Negative Reinforcers
The removal of unpleasant stimuli, such as pain.
Primary Reinforcers
Reinforcers that meet an organism's basic needs, such as food and water.
Latent Learning
Learning that is not demonstrated at the time it occurs
Observational Learning
Learning how to perform new behaviors by watching others
Encoding
The process of acquiring information and entering it into memory.
Storage
The process of maintaining information in memory over time
Retrieval
The process of recalling information stored in memory
Episodic Memory
Memory of an event that happened while one was present.
Semantic Memory
A type of memory containing generalized knowledge of the world.
Explicit Memory
The process in which people intentionally try to remember something
Implicit Memory
The unintentional influence of prior experiences
Maintenance Rehearsal
Repeating information over and over to keep it active in short-term memory.
Elaborative Rehearsal
A memorization method that involves thinking about how new information relates to information already stored in long-term memory.
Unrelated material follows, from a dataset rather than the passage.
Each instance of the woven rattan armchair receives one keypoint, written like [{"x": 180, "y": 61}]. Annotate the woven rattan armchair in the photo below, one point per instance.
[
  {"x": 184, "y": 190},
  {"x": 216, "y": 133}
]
Parallel Distributed Processing (Pdp) Models
Memory models in which new experiences change one's overall knowledge base.
Selective Attention
The focusing of mental resources on only part of the stimulus field
Short-Term Memory
The maintenance component of working memory, which holds unrehearsed information for a limited time.
Chunks
Stimuli that are perceived as one unit or as a meaningful grouping of information.
Long-Term Memory
) A relatively long-lasting stage of memory whose capacity to store new information is believed to be unlimited.
Primacy Effect
A characteristic of memory in which recall of the first two or three items in a list is particularly good.
Recency Effect
A characteristic of memory in which recall is particularly good for the last few items in a list.
Context-Dependent Memory
Memory that can be helped or hindered by similarities or differences between the context in which it is learned and the context in which it is recalled.
State-Dependent Memory
Memory that is aided or impeded by a person's internal state.
Anterograde Amnesia
A loss of memory for any event that occurs after a brain injury
Retrograde Amnesia
A loss of memory for events prior to a brain injury.